È Carlo Aletto di Arte e Storia a Casale Monferrato a farci percepire tutta l’ampiezza temporale dell’ebraismo casalese che si trova tangibilmente intorno a noi. Fin dai primi documenti del XV secolo ne emerge la storia di una comunità tutto sommato integrata, che nel 1570 ottiene la concessione per la sinagoga, ma affitta anche una casa vicino a Sant’Ilario, crea il suo cimitero dove c’è oggi piazza dell’Addolorata, partecipa attivamente alla difesa di Casale negli assedi del 1600, tanto che la vittoria verrà festeggiata per i 200 anni successivi come il “Purim degli spagnoli”. Alla fine del ‘700 ci sono 764 cittadini ebrei su poco più di 9.000 abitanti per la maggior parte attorno alla sinagoga ma non solo, visto che la città discute a lungo su fare o meno quel ghetto di cui oggi esistono ancora i cardini e che per fortuna ebbe vita molto più breve di quello di altro territori.
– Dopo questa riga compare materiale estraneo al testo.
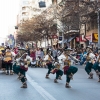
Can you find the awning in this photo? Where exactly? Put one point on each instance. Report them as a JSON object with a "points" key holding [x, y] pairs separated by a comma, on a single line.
{"points": [[70, 39]]}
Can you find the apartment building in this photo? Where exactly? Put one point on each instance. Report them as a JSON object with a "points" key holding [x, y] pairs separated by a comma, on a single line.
{"points": [[30, 8]]}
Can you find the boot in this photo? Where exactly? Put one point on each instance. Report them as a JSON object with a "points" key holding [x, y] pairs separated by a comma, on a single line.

Stefano Martelli, architetto che si occupato dei restauri anche più recenti della sinagoga, passa la sala di preghiera letteralmente a raggi X, relazionando sulle tecniche costruttive con cui è stata realizzata e su quello che c’è sotto, in senso letterale. Un lavoro prezioso che ha permesso di comprendere le dinamiche evolutive dell’intero complesso, tanto modificato e ampliato nel corso del tempo. In sala c’è Luca Pagella, allievo di Vignoli, che negli ultimi tempi ha svolto lavori di restauro sulla Sinagoga. In fondo stiamo parlando di edifici con più di 400 anni e che cominciano a diventare anche stretti, vista l’importanza della Sinagoga e il richiamo di visitatori da tutto il mondo. Ci vorrebbe uno spazio adeguato per ampliare i musei e creare un bookshop. Spazio già progettato ma che avrebbe bisogno di un finanziamento come ricorda anche Claudia De Benedetti, ammiccando anche questa volta alla Soprintendenza.
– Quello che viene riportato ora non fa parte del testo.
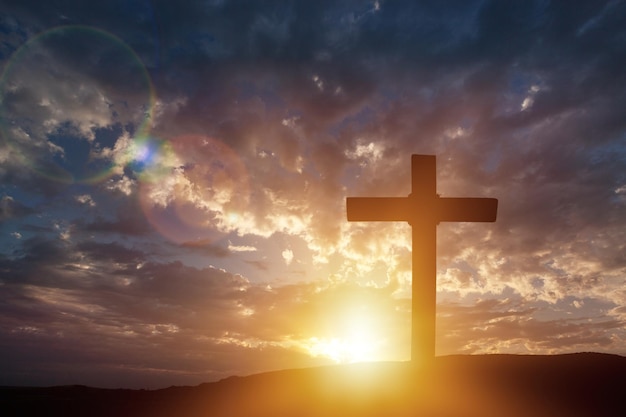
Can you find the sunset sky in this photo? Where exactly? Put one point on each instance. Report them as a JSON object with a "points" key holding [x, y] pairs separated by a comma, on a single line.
{"points": [[173, 182]]}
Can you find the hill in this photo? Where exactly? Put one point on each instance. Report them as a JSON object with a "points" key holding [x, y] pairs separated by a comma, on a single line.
{"points": [[583, 384]]}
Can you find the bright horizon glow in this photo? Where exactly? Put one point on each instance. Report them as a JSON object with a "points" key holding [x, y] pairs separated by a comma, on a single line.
{"points": [[355, 339]]}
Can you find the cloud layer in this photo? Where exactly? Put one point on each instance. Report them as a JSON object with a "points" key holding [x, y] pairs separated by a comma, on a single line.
{"points": [[174, 182]]}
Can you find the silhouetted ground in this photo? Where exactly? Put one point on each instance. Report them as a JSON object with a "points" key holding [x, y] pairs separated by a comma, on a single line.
{"points": [[583, 384]]}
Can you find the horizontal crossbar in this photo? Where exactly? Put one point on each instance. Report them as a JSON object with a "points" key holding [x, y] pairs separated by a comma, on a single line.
{"points": [[361, 209]]}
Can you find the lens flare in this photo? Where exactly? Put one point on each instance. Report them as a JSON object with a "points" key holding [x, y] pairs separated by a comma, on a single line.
{"points": [[66, 95], [200, 198]]}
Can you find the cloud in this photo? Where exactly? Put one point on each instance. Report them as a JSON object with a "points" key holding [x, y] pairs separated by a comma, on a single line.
{"points": [[133, 156]]}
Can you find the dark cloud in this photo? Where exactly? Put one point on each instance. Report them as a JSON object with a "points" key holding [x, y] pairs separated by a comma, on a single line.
{"points": [[167, 170]]}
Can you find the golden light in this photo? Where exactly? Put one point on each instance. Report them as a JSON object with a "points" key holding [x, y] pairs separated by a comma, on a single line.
{"points": [[353, 337]]}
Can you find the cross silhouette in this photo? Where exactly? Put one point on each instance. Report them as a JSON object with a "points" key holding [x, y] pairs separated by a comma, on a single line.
{"points": [[423, 209]]}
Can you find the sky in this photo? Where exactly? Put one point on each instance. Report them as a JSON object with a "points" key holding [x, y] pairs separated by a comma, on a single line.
{"points": [[173, 183]]}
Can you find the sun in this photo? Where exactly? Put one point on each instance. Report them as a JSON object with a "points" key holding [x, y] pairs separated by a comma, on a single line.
{"points": [[353, 338]]}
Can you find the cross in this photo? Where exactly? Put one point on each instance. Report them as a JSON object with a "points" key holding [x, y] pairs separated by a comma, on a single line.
{"points": [[423, 209]]}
Manuela Meni propone invece un viaggio in archivi sconfinati e pieni di collegamenti. Grazie a lei scopriamo un bellissimo dialogo tra prelati cattolici e i cittadini ebrei che dimostra come non ci fossero divieti a frequentarsi o a lavorare insieme. L’unica lamentela arriva dal parroco di Santo Stefano che nel 1611 ritiene che ci siano troppe famiglie ebree nella sua parrocchia, ma non fa questioni antisemite, è solo che avendo meno fedeli riceve meno offerte.
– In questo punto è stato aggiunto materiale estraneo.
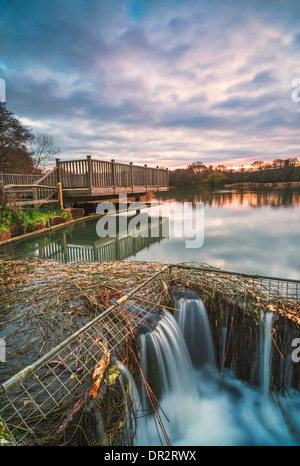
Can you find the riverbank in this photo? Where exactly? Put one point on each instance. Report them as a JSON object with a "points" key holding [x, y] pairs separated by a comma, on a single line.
{"points": [[17, 223]]}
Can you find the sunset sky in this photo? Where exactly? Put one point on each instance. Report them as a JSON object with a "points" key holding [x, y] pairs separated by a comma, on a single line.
{"points": [[158, 82]]}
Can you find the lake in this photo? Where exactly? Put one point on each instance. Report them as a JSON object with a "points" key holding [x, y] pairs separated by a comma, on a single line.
{"points": [[245, 230]]}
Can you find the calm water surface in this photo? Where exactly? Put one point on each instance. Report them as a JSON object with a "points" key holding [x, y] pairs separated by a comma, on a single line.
{"points": [[253, 230]]}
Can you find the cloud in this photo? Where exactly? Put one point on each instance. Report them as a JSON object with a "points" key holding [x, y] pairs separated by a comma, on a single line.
{"points": [[155, 81]]}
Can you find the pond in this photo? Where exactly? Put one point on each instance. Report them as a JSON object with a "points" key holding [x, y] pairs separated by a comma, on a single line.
{"points": [[245, 230]]}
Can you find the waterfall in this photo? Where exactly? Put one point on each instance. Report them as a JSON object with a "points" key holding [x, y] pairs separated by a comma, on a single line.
{"points": [[194, 324], [197, 406], [168, 370]]}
Dopo tanto parlare del passato è Daria Carmi, assessore alla Cultura, a concludere con una riflessione sul futuro che suona come un appello: “Ognuna di queste trasformazioni in secoli di storia racconta l’eccezionalità di questo luogo: somma di patrimoni materiali, ma anche di una sovrapposizione di esperienze che creano un’identità specifica. Portare avanti tutto questo, se contiamo quanti sono i membri della comunità, è faticoso. Noi oggi non dobbiamo dare per scontato che quanto abbiamo ricevuto duri per sempre, ma invece dobbiamo considerarlo un regalo da preservare. L’augurio è che tra 50 anni giornate come queste ci possano essere ancora”. Un appello che però i cittadini di Casale a prescindere dalla loro cultura o religione sembrano intenzionati a non far cadere nel vuoto.